This weeks This American Life consists of several recorded stories about sleep away camp. There are two stories with Jewish content, one at 21:24 about a Wisconsin Zionist Camp and one at 29:59 about an IDF camp for both American and Israeli kids.
- Do you think camp is necessary?
- Should there be an age limit for people attending camps?
- Should 22 year old yeshiva boys and girls still be going to camp?
- As a parent would you rather have your son or daughter get a job and experience some real responsibility as a young adult?
- Is summer camp just another part of our society's infantilization of young men and women?
- Is there anything creepier than a grown man being excited for summer camp?
I was never a camp person, I never enjoyed or cared about organized sports. When I reached high school I went to a camp which is no longer extant called Heller which had the reputation of being a "learning camp". I thoroughly enjoyed the camping experience there, which may be because it was popular then to seem indifferent to the camping experience. Sneaking out of meals, skipping activities, and ignoring lifeguards was a daily occurrence and that's what made the whole thing enjoyable.

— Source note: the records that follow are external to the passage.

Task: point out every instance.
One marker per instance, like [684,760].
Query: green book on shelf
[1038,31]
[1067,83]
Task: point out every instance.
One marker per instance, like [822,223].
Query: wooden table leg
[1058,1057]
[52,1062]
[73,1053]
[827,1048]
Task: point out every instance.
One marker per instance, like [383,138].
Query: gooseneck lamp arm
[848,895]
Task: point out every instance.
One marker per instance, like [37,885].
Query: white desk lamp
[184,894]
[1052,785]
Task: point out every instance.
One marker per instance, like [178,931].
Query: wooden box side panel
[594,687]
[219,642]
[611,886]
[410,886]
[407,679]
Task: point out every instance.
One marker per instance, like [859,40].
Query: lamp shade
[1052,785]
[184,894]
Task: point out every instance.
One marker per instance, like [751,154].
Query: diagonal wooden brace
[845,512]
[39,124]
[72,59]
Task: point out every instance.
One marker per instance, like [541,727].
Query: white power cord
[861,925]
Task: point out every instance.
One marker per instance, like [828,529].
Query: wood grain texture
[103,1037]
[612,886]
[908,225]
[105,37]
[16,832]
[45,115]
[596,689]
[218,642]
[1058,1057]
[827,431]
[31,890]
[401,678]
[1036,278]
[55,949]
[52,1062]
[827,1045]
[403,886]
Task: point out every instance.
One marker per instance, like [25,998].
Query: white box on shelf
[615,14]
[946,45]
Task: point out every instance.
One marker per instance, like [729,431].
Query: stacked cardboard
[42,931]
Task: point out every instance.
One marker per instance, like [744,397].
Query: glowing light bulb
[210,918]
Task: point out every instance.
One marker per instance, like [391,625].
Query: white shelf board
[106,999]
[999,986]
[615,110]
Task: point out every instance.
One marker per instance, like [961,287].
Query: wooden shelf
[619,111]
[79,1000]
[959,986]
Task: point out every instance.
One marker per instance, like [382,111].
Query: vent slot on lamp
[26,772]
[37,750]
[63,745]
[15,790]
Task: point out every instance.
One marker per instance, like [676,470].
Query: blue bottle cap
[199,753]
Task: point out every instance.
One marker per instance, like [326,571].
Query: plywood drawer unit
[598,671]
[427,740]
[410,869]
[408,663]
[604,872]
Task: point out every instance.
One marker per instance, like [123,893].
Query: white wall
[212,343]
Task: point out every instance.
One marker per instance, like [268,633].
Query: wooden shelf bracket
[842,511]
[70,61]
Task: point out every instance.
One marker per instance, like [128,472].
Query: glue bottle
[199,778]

The camp I attended while in elementary school, Romimu, was more sports oriented. If I were on this weeks show I would have shared this story from then:
For some reason it was a huge honor to claim you knew someone working in the canteen. If you had an "in" with someone on the staff there you might as well have been James Dean, you were cool. One year I knew the head of the canteen, he let me work behind the counter on one or two occasions and I would have done it every day, for free, if he let me.
One year a friend of mine in a different bunk who we all knew to have a canteen connection came into our bunk after curfew to take orders. It was all very thrilling and illegal and we all put in orders and gave him our money. I ordered a frankfurter. About an hour later he came back with a box of food claiming he was only able to fill the frankfurter orders, anything else ordered was not available and he put the box down and left.
There was certainly something fishy about the whole thing. For one the frankfurter was cold and burnt, secondly, there were no buns, and thirdly, how could the canteen be out of onion rings?
I decided we should sneak out to James Dean's bunkhouse a few doors down to investigate the matter. When we got there we learned that he never even went to the canteen. His bunk had a BBQ the night before with many uneaten frankfurters leftover. What he did was turn on his gas BBQ in the shower stall in the back of their bunkhouse to heat up un-refrigerated 24 hour old meat and sold that to us.